Labour’s survival, and that of the government in its present form, now seem to rest on Fine Gael agreeing to raise more direct taxes from the better off in the October budget. This was resisted last time and there have been well flagged statements from Fine Gael that the direct taxation limit has been reached. With two new indirect taxes pending, which will squeeze disposable income further, as well as cuts to public sector salaries and pensions from July, most family budgets are delicately balanced, making the scope for any tax increase extremely limited in October.
By then, however, there could be preoccupation with another major issue. Long brewing, long signalled ( I wrote about it in October 2010), the Mortgage Crisis is now firmly centre stage, with 94,488 mortgages (12% of the total) now 90 days plus in arrears, including almost 20% of buy-to-let mortgages. What has changed in recent months has been that the government now at last seems seized of the issue – having managed to do deals in the macroeconomic areas – but its reaction seems to be one of sleepwalking towards potential disaster.
The main elements of the new official approach all heavily favour the banks. These involve the plugging (through legislation) of the loophole that has blocked bank repossessions, a change in the terms of the “ code of conduct” under which the banks have been obliged to conduct negotiations with those in arrears, the introduction of new insolvency legislation, reducing the period of bankruptcy from a horrendous twelve years to a still awful three years, and the “ setting of targets” by the Central Bank for the commercial banks – most of which the taxpayer owns and funds – to “solve” the problem of mortgages in arrears, beginning with the buy-to-lets, all this to be achieved over the next twelve months or so.
As I write, also, “guidelines” are being drawn up under which, in the case of those deemed hopeless debtors ( most of that 94,488), personal and family budgets for up to five years will be dictated by the banks to the debtors as quid pro quo for relief ranging from partial debt write off to “parking” the capital sum owing for a number of years.
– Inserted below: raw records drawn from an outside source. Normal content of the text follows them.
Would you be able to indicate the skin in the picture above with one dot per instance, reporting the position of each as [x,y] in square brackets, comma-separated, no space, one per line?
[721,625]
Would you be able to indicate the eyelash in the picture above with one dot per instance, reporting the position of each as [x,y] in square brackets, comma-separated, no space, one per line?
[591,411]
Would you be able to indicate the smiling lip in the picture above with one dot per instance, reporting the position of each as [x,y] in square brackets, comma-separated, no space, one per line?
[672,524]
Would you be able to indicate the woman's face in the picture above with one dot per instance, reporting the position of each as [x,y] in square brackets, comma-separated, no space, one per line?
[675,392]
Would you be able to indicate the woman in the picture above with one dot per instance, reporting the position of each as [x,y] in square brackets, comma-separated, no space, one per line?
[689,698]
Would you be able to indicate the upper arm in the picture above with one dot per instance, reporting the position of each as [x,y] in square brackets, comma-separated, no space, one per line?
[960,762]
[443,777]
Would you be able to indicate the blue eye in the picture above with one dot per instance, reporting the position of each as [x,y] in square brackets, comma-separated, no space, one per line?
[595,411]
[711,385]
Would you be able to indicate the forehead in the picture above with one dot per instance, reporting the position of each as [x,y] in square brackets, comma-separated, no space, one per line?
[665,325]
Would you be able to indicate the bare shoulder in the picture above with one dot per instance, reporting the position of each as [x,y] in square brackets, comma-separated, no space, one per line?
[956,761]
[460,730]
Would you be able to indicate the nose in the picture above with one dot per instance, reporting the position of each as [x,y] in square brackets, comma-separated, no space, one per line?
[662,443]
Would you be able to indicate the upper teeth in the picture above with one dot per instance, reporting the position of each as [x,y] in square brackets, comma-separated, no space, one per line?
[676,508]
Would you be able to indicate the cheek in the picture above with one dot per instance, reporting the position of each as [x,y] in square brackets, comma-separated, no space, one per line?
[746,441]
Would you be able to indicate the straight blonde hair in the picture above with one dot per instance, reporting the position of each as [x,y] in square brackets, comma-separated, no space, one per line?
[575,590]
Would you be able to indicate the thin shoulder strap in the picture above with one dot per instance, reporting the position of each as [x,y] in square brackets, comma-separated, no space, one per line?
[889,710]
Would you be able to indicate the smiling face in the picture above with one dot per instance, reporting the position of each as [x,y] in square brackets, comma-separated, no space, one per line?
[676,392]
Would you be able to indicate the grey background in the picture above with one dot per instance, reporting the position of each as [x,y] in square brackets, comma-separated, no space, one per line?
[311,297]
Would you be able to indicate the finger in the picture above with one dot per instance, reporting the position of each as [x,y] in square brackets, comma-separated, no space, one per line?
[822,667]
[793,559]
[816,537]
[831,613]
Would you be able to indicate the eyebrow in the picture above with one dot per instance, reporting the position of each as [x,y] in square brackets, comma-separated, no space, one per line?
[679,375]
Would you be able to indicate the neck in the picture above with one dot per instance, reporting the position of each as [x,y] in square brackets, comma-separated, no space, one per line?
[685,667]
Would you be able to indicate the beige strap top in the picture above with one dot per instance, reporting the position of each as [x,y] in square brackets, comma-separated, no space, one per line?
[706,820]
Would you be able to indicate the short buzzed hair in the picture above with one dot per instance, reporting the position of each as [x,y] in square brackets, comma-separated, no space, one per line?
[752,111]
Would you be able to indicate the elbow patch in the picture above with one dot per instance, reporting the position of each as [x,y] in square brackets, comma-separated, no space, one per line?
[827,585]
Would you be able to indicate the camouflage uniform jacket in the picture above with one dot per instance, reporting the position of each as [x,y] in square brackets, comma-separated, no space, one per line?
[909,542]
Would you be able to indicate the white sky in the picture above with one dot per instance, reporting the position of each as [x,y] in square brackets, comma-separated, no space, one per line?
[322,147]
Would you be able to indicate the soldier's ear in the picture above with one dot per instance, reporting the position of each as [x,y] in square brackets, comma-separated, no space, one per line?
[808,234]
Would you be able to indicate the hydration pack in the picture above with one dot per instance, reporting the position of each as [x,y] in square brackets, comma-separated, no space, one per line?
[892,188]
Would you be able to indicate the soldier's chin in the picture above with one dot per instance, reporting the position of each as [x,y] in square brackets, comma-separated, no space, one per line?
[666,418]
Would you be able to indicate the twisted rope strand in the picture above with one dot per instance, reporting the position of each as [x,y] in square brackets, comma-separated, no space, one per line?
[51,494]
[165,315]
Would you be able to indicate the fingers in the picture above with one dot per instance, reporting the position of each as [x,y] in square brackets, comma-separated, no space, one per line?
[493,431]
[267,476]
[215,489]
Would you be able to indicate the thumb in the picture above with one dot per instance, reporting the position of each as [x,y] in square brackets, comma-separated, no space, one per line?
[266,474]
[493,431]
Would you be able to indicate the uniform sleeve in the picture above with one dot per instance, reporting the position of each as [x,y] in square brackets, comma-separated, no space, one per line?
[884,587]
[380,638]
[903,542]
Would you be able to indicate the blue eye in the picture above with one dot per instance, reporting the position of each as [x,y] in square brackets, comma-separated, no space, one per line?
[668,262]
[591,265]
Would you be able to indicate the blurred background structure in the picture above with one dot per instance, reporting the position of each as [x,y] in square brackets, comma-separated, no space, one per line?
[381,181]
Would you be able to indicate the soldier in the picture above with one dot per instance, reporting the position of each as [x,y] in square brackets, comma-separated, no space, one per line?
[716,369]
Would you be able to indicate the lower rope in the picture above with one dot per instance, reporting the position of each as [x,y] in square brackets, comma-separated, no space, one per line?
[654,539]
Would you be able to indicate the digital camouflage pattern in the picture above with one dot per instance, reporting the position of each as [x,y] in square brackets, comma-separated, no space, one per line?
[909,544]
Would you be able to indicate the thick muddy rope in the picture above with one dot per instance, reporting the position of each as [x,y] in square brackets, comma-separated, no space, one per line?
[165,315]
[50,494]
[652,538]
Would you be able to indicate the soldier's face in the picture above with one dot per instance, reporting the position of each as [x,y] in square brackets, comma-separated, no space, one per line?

Some elements of the guidelines have already been leaked. These include severe restrictions on all spending, including holidays, cars, consumer goods, casual entertainment, children’s education, private health insurance, satellite television, expenditure on clothes and even on food, where $7.00 per person per day is the suggested maximum. For those taking the insolvency route, i.e. accepting immediate bankruptcy, which means losing the family home, jewellery items above a certain value are among those proscribed during the three year purdah period.
This is not some gigantic leg pull. Mixing metaphors, the resuscitated and unrepentant banks, like the scorpion, are to be let off the leash to pursue those who owe them money. Those without sin in the community are quoting that odious concept of “ moral hazard” as justification for supporting/advocating a regime that is not far off some form of indentured servitude. Those potentially affected range from first time buyers through small investors to a handful of (once) well off speculators. There was no talk of “moral hazard” when the banks – and bankers – were being bailed out. Those in difficulties represent collateral damage for the national economic mismanagement spearheaded by the banks.
If this regime goes ahead along the lines currently envisaged the government would do well to remember the fate of the frog. Bankers will be bankers.